Dietary effects of universal-free school breakfast: findings from the evaluation of the school breakfast program pilot project

Mary Kay Crepinsek, Anita Singh, Lawrence S Bernstein, Joan E McLaughlin
Journal of the American Dietetic Association 2006, 106 (11): 1796-803

OBJECTIVE: To determine the effects of offering universal-free school breakfast in elementary schools on students' dietary outcomes.

DESIGN: Experimental study with random assignment of 153 matched elementary schools in six school districts. Treatment schools offered universal-free school breakfast, and control schools continued to operate the traditional means-tested School Breakfast Program. Twenty-four-hour dietary recalls were collected from sample students near the end of the first year.

SUBJECTS: About 30 students in second through sixth grades were randomly selected from each school (n=4,358).

INTERVENTION: Free school breakfasts were made available to all students in treatment schools, regardless of family income, for three consecutive school years (2000-2001 to 2002-2003).

MAIN OUTCOME MEASURES: Breakfast consumption and food and nutrient intake.

STATISTICAL ANALYSES: Hierarchical mixed-models and logistic regression, adjusting for age, sex, minority status, and income eligibility for the regular school meal programs, were used to estimate effects.
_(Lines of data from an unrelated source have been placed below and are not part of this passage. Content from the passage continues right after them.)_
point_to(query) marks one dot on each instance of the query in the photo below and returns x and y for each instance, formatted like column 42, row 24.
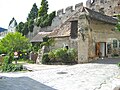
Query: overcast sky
column 19, row 9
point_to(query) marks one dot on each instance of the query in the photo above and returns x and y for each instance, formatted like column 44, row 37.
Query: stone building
column 108, row 7
column 91, row 33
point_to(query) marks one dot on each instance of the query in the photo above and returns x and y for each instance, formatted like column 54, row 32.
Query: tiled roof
column 2, row 29
column 101, row 17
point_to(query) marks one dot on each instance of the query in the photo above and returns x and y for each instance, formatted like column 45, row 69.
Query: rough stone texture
column 108, row 7
column 99, row 75
column 102, row 32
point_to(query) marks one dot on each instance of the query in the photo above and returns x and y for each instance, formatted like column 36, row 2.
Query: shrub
column 119, row 64
column 8, row 66
column 61, row 55
column 45, row 59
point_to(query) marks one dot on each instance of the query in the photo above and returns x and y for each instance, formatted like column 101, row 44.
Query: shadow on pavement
column 22, row 83
column 107, row 61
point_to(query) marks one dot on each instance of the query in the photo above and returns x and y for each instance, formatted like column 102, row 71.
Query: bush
column 45, row 59
column 119, row 64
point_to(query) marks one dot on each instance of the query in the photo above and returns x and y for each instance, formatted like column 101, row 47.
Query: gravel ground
column 99, row 75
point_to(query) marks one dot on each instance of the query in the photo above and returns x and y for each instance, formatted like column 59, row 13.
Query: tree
column 25, row 28
column 118, row 24
column 33, row 13
column 44, row 19
column 43, row 9
column 13, row 19
column 14, row 42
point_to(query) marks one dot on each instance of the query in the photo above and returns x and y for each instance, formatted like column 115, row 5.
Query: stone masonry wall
column 101, row 32
column 108, row 7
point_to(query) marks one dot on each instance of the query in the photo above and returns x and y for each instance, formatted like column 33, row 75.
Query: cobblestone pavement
column 98, row 75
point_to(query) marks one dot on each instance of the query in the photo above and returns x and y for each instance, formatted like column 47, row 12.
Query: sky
column 19, row 9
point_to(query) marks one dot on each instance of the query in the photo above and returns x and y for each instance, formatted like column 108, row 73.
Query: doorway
column 101, row 49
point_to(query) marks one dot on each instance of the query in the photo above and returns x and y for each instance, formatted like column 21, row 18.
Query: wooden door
column 97, row 49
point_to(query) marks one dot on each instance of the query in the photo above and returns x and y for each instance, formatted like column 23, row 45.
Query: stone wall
column 57, row 22
column 108, row 7
column 101, row 32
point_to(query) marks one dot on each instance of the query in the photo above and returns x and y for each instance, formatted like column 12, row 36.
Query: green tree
column 118, row 24
column 33, row 13
column 25, row 28
column 13, row 19
column 43, row 9
column 30, row 25
column 19, row 27
column 14, row 42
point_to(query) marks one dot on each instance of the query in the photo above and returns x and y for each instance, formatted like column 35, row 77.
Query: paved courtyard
column 99, row 75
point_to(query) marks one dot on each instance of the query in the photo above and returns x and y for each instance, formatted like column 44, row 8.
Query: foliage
column 118, row 24
column 35, row 47
column 62, row 55
column 12, row 21
column 44, row 19
column 14, row 42
column 25, row 28
column 30, row 25
column 19, row 27
column 47, row 42
column 33, row 13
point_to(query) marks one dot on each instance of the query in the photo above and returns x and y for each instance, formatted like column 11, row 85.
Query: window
column 109, row 48
column 119, row 43
column 74, row 29
column 114, row 43
column 101, row 1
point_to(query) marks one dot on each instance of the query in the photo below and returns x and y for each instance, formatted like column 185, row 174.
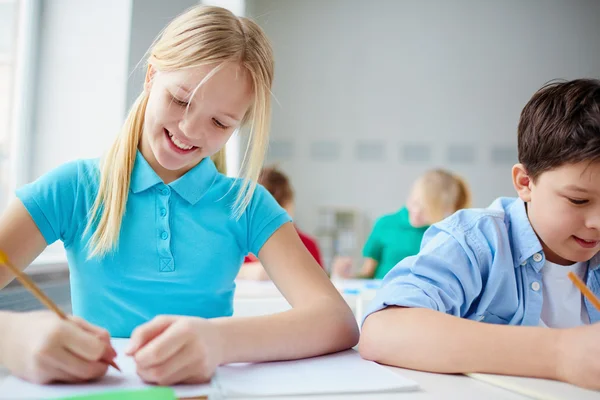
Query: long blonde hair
column 200, row 36
column 443, row 193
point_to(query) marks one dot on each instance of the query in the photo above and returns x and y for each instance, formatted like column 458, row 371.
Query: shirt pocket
column 491, row 318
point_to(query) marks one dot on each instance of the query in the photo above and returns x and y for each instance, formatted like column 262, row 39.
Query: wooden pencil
column 37, row 292
column 585, row 290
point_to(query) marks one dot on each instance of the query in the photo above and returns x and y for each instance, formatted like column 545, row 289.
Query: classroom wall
column 81, row 80
column 372, row 93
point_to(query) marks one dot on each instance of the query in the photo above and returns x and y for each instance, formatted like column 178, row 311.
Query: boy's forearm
column 428, row 340
column 297, row 333
column 5, row 323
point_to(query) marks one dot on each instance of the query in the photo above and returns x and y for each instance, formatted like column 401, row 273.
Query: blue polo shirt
column 180, row 247
column 480, row 264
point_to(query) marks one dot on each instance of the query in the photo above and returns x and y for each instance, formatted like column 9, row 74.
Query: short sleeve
column 445, row 276
column 50, row 200
column 373, row 247
column 265, row 216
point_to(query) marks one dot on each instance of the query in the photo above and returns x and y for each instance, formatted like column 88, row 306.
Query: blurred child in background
column 434, row 196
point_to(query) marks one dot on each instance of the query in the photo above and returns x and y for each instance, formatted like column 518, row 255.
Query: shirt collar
column 525, row 241
column 191, row 186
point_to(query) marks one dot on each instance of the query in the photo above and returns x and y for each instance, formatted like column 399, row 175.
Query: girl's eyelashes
column 179, row 102
column 218, row 124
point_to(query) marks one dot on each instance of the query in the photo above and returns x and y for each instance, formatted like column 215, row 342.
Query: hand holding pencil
column 49, row 346
column 577, row 349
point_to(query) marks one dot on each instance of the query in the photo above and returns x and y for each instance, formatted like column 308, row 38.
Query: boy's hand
column 579, row 356
column 42, row 348
column 175, row 349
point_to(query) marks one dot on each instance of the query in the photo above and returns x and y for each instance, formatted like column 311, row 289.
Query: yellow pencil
column 585, row 290
column 41, row 296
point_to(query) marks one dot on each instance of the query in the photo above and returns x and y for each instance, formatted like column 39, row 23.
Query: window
column 8, row 40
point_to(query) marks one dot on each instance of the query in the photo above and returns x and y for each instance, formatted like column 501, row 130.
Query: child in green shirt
column 434, row 196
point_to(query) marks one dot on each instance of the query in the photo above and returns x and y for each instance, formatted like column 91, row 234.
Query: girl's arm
column 20, row 239
column 320, row 321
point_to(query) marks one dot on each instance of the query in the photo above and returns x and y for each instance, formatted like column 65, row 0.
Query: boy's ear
column 150, row 72
column 522, row 182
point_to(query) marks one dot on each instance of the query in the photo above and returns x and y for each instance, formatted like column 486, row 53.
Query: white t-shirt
column 563, row 305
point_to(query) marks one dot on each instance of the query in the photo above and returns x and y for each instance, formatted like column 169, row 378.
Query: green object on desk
column 158, row 393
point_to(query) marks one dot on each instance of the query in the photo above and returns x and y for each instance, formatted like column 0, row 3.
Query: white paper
column 339, row 373
column 16, row 389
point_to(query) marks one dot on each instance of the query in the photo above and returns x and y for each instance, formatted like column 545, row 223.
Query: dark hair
column 560, row 125
column 278, row 184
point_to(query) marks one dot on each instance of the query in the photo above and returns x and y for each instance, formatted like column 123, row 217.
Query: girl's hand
column 174, row 349
column 42, row 348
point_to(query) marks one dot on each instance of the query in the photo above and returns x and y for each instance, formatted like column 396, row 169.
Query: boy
column 506, row 266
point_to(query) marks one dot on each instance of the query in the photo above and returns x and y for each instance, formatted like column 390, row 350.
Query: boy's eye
column 219, row 124
column 179, row 102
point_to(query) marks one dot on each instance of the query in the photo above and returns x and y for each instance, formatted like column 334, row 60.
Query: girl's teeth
column 179, row 144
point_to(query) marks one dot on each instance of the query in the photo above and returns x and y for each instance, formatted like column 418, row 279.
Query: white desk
column 433, row 386
column 263, row 297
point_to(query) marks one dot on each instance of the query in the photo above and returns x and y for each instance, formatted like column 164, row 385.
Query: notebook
column 13, row 388
column 339, row 373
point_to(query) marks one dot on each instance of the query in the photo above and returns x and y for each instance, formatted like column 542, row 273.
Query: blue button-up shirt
column 179, row 250
column 480, row 264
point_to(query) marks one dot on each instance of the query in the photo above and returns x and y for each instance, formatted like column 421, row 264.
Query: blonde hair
column 200, row 36
column 443, row 193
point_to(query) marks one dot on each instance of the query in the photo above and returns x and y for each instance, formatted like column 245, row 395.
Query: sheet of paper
column 540, row 389
column 16, row 389
column 338, row 373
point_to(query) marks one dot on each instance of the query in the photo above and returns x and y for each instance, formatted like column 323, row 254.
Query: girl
column 155, row 235
column 434, row 196
column 278, row 184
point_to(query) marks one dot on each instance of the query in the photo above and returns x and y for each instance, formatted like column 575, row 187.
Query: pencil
column 585, row 290
column 36, row 291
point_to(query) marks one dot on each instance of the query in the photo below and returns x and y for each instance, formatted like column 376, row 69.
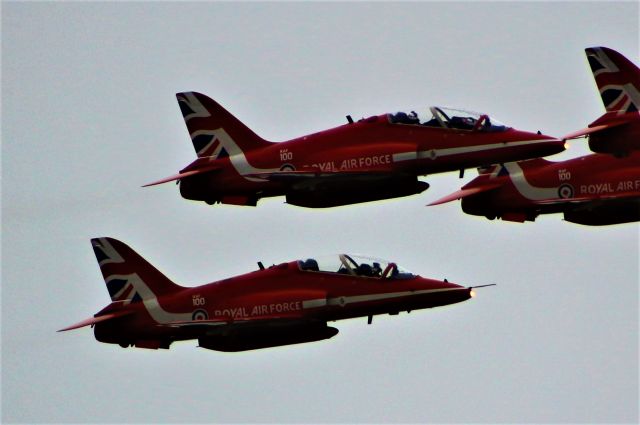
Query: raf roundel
column 199, row 315
column 565, row 191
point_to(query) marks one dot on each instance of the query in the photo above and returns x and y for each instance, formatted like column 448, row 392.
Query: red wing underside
column 463, row 193
column 594, row 129
column 184, row 174
column 93, row 320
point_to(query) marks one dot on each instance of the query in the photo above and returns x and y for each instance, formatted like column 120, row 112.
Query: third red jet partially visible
column 376, row 158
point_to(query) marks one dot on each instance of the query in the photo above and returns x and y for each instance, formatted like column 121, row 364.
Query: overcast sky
column 89, row 115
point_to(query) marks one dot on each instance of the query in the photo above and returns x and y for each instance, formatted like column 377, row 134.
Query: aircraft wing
column 96, row 319
column 463, row 193
column 603, row 123
column 585, row 199
column 189, row 171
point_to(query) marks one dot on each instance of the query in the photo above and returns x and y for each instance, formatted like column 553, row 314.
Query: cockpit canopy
column 442, row 117
column 355, row 265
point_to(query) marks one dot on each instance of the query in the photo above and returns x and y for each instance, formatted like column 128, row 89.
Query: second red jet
column 376, row 158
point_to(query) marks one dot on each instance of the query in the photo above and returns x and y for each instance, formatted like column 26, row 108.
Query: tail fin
column 129, row 277
column 214, row 131
column 618, row 79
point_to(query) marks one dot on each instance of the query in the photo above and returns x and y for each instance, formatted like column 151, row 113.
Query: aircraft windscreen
column 448, row 118
column 355, row 265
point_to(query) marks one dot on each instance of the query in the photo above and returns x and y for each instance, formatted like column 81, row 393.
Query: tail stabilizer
column 215, row 133
column 129, row 277
column 617, row 78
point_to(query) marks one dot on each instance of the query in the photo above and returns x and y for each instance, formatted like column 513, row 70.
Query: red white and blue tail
column 128, row 276
column 618, row 79
column 215, row 133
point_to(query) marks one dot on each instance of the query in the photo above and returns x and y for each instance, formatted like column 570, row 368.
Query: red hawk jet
column 597, row 189
column 618, row 130
column 289, row 303
column 376, row 158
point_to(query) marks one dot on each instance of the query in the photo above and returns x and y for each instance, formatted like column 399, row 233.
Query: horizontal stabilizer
column 93, row 320
column 600, row 124
column 463, row 193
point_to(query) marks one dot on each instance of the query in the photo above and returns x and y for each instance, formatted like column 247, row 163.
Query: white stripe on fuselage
column 533, row 193
column 437, row 153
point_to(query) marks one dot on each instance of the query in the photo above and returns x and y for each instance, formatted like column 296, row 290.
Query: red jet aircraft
column 376, row 158
column 289, row 303
column 596, row 189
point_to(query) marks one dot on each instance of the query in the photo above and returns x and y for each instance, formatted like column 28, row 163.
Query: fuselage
column 593, row 189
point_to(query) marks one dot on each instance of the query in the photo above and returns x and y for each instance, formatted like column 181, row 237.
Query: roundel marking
column 199, row 314
column 565, row 191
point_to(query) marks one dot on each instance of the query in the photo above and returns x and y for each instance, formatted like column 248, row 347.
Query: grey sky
column 89, row 115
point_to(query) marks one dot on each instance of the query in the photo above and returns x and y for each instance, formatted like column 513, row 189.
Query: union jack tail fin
column 618, row 79
column 129, row 277
column 214, row 131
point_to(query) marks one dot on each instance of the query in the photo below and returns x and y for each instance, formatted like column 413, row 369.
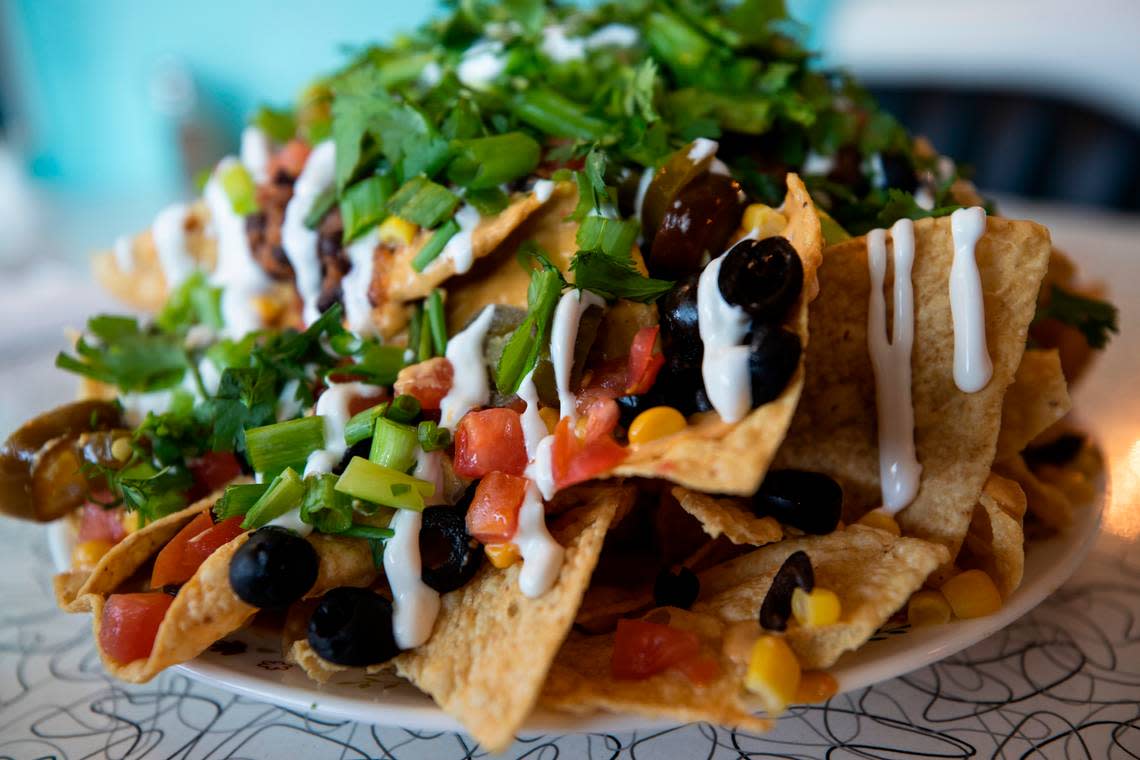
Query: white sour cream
column 300, row 242
column 415, row 605
column 169, row 234
column 355, row 285
column 236, row 272
column 723, row 327
column 900, row 471
column 972, row 368
column 563, row 335
column 470, row 387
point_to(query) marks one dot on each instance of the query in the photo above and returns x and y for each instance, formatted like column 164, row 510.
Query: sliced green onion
column 393, row 444
column 320, row 206
column 237, row 499
column 433, row 438
column 365, row 204
column 241, row 188
column 488, row 162
column 434, row 245
column 284, row 493
column 404, row 409
column 361, row 424
column 437, row 321
column 390, row 488
column 273, row 448
column 423, row 202
column 324, row 507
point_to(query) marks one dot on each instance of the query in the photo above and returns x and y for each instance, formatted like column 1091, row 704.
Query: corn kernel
column 395, row 229
column 971, row 594
column 656, row 423
column 502, row 555
column 773, row 673
column 881, row 520
column 928, row 607
column 550, row 416
column 87, row 554
column 816, row 607
column 815, row 686
column 765, row 220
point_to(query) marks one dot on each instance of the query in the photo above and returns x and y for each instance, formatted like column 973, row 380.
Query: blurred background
column 108, row 108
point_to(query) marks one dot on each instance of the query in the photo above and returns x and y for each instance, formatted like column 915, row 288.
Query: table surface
column 1063, row 681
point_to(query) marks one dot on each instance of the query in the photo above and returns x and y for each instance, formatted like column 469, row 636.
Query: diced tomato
column 130, row 622
column 493, row 516
column 290, row 158
column 212, row 471
column 642, row 648
column 644, row 364
column 489, row 440
column 100, row 524
column 185, row 553
column 429, row 382
column 575, row 460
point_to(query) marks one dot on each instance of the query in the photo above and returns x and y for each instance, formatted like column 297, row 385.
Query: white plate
column 250, row 662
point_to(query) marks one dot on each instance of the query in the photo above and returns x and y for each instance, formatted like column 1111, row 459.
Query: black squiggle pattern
column 1064, row 681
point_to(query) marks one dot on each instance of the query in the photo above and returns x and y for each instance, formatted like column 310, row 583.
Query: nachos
column 594, row 359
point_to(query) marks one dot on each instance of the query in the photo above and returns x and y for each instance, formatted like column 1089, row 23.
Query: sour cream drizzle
column 563, row 336
column 415, row 605
column 470, row 387
column 898, row 467
column 169, row 234
column 724, row 366
column 972, row 368
column 300, row 242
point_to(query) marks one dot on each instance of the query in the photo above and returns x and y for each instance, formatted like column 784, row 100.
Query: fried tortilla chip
column 955, row 433
column 1035, row 399
column 717, row 457
column 487, row 659
column 580, row 680
column 995, row 541
column 730, row 517
column 872, row 571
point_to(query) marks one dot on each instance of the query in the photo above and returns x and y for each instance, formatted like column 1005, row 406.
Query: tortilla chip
column 717, row 457
column 580, row 680
column 872, row 571
column 1036, row 399
column 955, row 434
column 487, row 659
column 729, row 517
column 995, row 541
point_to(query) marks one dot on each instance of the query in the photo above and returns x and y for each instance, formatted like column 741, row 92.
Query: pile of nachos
column 609, row 359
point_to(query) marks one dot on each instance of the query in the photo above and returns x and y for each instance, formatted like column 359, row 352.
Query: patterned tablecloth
column 1063, row 681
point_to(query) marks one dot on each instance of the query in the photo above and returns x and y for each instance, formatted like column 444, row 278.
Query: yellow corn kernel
column 971, row 594
column 927, row 607
column 765, row 220
column 87, row 554
column 395, row 229
column 881, row 520
column 656, row 423
column 773, row 673
column 550, row 416
column 815, row 686
column 816, row 607
column 502, row 555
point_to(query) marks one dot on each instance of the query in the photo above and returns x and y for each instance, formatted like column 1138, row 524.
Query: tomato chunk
column 642, row 648
column 429, row 382
column 644, row 364
column 493, row 516
column 489, row 440
column 130, row 622
column 98, row 523
column 185, row 553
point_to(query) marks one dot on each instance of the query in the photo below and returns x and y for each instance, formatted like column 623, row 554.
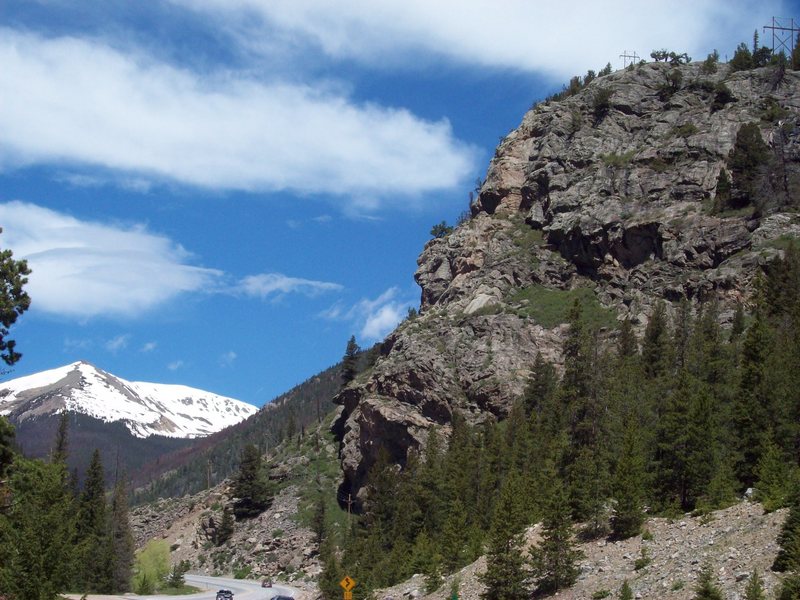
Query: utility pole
column 783, row 36
column 634, row 58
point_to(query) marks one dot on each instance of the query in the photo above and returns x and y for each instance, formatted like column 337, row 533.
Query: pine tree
column 506, row 572
column 225, row 529
column 788, row 557
column 350, row 361
column 332, row 572
column 755, row 588
column 627, row 343
column 92, row 529
column 555, row 559
column 751, row 411
column 629, row 486
column 36, row 533
column 790, row 588
column 542, row 386
column 656, row 350
column 318, row 523
column 454, row 536
column 14, row 301
column 251, row 487
column 61, row 445
column 774, row 476
column 121, row 547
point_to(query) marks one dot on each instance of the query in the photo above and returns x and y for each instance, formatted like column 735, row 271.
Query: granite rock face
column 616, row 204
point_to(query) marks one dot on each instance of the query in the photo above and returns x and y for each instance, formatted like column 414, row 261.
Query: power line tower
column 783, row 35
column 634, row 58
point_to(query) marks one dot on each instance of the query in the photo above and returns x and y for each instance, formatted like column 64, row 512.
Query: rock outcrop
column 612, row 201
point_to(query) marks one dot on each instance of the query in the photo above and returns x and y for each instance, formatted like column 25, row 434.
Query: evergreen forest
column 689, row 417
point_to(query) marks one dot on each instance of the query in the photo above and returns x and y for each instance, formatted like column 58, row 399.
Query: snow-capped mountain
column 146, row 409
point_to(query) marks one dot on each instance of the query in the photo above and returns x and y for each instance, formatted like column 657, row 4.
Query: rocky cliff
column 619, row 195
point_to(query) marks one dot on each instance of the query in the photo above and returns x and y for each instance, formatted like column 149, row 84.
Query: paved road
column 243, row 589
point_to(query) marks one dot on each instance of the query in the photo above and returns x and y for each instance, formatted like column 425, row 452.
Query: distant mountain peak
column 144, row 408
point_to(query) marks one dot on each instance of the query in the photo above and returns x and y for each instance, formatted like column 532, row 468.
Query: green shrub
column 641, row 562
column 742, row 58
column 549, row 307
column 151, row 566
column 710, row 63
column 601, row 102
column 773, row 112
column 685, row 130
column 440, row 230
column 617, row 160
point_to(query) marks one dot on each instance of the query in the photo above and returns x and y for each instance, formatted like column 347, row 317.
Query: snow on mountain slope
column 145, row 408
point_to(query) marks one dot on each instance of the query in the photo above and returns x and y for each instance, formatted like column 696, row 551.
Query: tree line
column 689, row 417
column 55, row 536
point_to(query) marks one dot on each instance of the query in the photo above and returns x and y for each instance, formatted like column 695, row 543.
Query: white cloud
column 374, row 318
column 117, row 343
column 84, row 269
column 76, row 102
column 521, row 34
column 266, row 284
column 228, row 358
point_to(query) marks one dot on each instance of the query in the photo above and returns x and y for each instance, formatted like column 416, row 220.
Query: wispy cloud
column 267, row 284
column 67, row 100
column 227, row 359
column 117, row 343
column 85, row 269
column 516, row 34
column 374, row 318
column 72, row 344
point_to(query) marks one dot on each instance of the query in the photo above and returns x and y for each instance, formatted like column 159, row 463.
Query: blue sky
column 219, row 193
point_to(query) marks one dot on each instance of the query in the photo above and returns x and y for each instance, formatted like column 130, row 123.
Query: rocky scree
column 618, row 209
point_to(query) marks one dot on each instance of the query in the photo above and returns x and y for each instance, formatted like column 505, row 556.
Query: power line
column 783, row 35
column 634, row 58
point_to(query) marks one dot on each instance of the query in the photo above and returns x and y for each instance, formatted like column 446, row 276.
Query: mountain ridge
column 613, row 194
column 146, row 409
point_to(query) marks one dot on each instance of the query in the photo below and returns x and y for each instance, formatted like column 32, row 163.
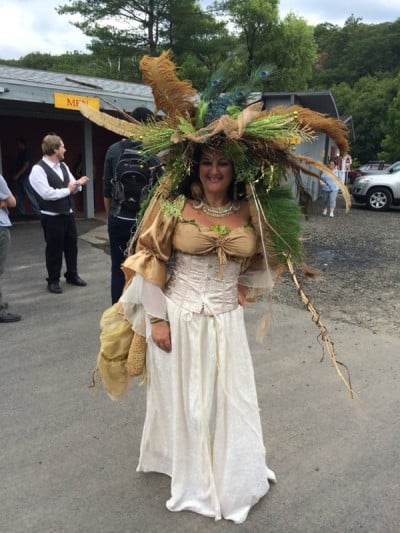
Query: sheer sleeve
column 256, row 275
column 153, row 249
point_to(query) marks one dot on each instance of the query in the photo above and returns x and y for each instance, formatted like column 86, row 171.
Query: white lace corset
column 201, row 285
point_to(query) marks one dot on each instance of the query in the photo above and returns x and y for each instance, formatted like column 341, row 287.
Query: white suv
column 378, row 191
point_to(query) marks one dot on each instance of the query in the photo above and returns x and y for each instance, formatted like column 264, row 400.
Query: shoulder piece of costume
column 260, row 143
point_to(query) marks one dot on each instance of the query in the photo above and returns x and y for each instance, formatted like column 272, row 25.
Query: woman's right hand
column 161, row 335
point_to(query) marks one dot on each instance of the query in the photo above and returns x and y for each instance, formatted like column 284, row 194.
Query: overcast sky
column 34, row 26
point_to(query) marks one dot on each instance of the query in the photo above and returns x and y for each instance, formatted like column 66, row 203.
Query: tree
column 255, row 22
column 133, row 23
column 294, row 53
column 368, row 102
column 391, row 141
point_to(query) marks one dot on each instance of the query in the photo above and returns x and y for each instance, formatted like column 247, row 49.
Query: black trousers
column 61, row 238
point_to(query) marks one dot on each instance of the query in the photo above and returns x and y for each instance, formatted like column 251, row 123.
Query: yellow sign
column 72, row 101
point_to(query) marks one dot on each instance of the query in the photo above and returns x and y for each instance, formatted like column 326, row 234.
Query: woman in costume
column 218, row 230
column 202, row 422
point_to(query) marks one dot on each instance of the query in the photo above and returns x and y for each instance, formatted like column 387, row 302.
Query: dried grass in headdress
column 335, row 129
column 171, row 95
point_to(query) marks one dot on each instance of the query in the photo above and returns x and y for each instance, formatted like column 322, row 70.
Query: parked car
column 378, row 191
column 374, row 167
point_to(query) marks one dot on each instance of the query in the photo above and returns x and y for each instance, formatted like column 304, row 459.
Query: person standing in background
column 121, row 221
column 330, row 189
column 21, row 178
column 54, row 185
column 7, row 200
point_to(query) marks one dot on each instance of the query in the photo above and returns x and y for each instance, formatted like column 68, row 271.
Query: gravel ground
column 358, row 254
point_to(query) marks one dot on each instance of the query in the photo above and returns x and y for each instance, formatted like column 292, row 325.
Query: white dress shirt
column 39, row 182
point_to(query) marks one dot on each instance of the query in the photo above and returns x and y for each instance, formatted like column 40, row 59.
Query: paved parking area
column 68, row 454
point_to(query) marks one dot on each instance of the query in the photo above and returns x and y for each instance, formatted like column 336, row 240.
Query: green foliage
column 359, row 62
column 284, row 216
column 391, row 141
column 368, row 101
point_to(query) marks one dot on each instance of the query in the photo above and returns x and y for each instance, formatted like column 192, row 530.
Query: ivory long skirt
column 202, row 424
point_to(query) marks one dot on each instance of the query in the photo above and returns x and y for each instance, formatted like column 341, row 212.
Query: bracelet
column 156, row 320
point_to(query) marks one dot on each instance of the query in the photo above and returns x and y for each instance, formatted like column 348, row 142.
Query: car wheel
column 379, row 199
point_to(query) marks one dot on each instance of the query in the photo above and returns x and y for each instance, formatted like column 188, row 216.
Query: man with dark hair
column 54, row 186
column 21, row 178
column 121, row 220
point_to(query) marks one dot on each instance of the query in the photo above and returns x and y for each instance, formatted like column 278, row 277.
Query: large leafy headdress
column 261, row 144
RESULTS: Despite a significant increase in school breakfast participation among sample students in treatment schools (from 16% to 40%, P<0.01), the rate of breakfast skipping did not differ between groups (4% overall). Treatment school students were more likely to consume a nutritionally substantive breakfast (P<0.01), but dietary intakes over 24 hours were essentially the same.

CONCLUSIONS: Making universal-free school breakfast available in elementary schools did not change students' dietary outcomes after nearly 1 year. To improve children's diets overall, efforts should focus on ensuring all students have access to a healthful breakfast, at home or at school.